Yesterday morning I went to Wellington's the jewellers in Totnes to arrange for a new battery to be put in my ten years old Timex Expedition wrist watch. I told the jeweller that I always wore Timex watches because my father had been an engineer for Timex from the time it opened a factory in Dundee in the late 1940s. His job took him on working visits to  - what were for me exotic sounding places -  Waterbury, Connecticut,USA, and Bescançon in the Jura, France where Timex also had factories. 

In those days Timex made  children's watches with Mickey Mouse, Cinderella and Hopalong Cassidy on their faces.  For some uncanny reason these are important memories for me. Timex watches are inexpensive and certainly not in the Rolex league but I’ve found they do the job asked of them and seem to last forever, though the Timex factory in Dundee didn't. It closed in 1993.

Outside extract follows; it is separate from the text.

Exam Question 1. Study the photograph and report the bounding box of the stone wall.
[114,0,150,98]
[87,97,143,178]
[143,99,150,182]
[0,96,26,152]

Hopalong Cassidy, who he ? A big deal for kids in the early 1950s


The charcoal shade of the canvas strap on my watch had faded away as a consequence of all the time it had spent with me swimming in pools and in the sea so I asked the jeweller if I might  purchase a new strap. He showed me a selection from which I decided upon a dark blue one which replicated the colours of Dundee Football Club whose team I support. The team were playing an important match last night against Ross County and I hoped that my purchase might bring the team luck following its 7-0 trouncing at the hands of Aberdeen last Friday evening. 
Sad to say my dark blue strap had no magical properties and Dundee lost 2-1 to a second goal scored in the very last minute of the match. Unless my team improves dramatically it will be in danger of losing its place in the elite league of Scottish football.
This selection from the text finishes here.